Designing a Disaster Recovery Plan Using NIST 800-34 Framework on the Information System of The Directorate General of Hajj and Umrah

Abstract

The Directorate General of Hajj and Umrah manages an information system that is used to provide services in the business process of organizing Hajj and Umrah, the services provided include registration, cancellation, settlement, portion assignment, hajj document management, embarkation operations, Saudi Arabia operations, and debarkation operations. The services are provided throughout the year, thus requiring infrastructure support and adequate information systems that can run24 hours a day. To maintain and ensure the continuity of Hajj and Umrah services, a Disaster Recovery Plan is designed, which is used as a guide in dealing with disasters or disturbances that can occur at any time and can disrupt all operational activities of the organization.
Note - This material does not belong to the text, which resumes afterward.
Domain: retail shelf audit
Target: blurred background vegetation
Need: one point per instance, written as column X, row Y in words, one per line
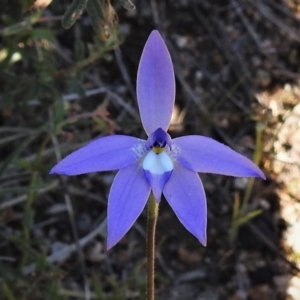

In this study, the NIST 800-34 framework is used, starting with risk identification and assessment, Business Impact Analysis (BIA), preventive controls identification, contingency strategies, and contingency plans. The contingency plan preparation phase includes the activation phase, the recovery phase, and the reconstitution phase. Based on the result of research, there are ten risks that can threaten the continuity of information system services and based on Business Analysis Impact, services with a high critical level are Siskohat and Haji Pintar applications. The research produced is in the form of a Disaster Recovery Plan document that is adapted to the organizational conditions of the Directorate General of Hajj and Umrah.